Convolutional Boltzmann machines have been developed, and neural networks trained with Backpropagation can be pre-trained with generative models. Would this help alleviate the problem?

The original paper found that nets pretrained as autoencoders were the least susceptible to it, but still failed. IIRC the follow up paper (http://arxiv.org/abs/1412.6572) tested it or at least claimed it wasn't a solution.
Can our own visual system be fooled in a similar way, or is the response of the neurons involved too non-linear?
I think so, we just also have the capability to "double take" and pay closer attention and get a new point of view when the thing we're seeing is unexpected.

Its hard to say if a similar hack would work on people since we can't easily run an high speed optimization over the human visual cortex. Maybe some mice?

What are the implications of this with self driving cars or biometric security devices?

Also.. In the "incomprehensible noise" pattern classes, I can pretty clearly see features that I would identify as a robin, cheetah, armadillo, and lesser panda.
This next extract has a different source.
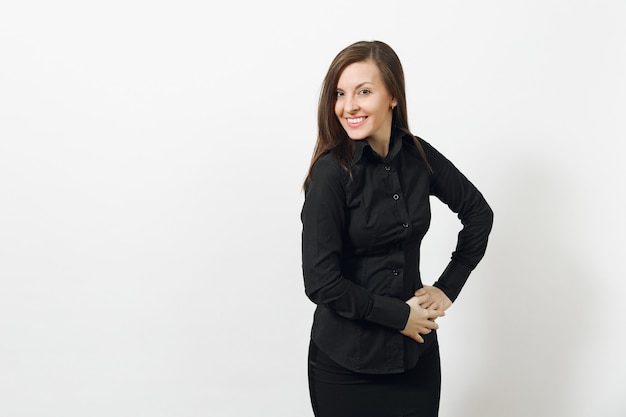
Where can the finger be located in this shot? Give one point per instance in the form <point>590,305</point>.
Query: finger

I don't think this means the classifiers are being fooled, they are just not being trained to recognize the class of "noisy image that looks kind of like something but is actally noise"

I think the required noise / subspaces are unlikely to be met in real world scenarios. That is, you won't take a picture of a spider where the sun just happens to shine in the right way and your lens is in just the right angle to make an image recognized as a giraf.

It may become an attack vector, but one the is very difficult to fit to the classifier you are targeting (your car may be using online learning, so there is a chance that an image generated on one self driving car won't work on another of the same model) then you have to show this carefully generated image to the car, but if you show it to the camera, it will already be distorted beyond its fooling capability. due to angle, lighting, lenses etc.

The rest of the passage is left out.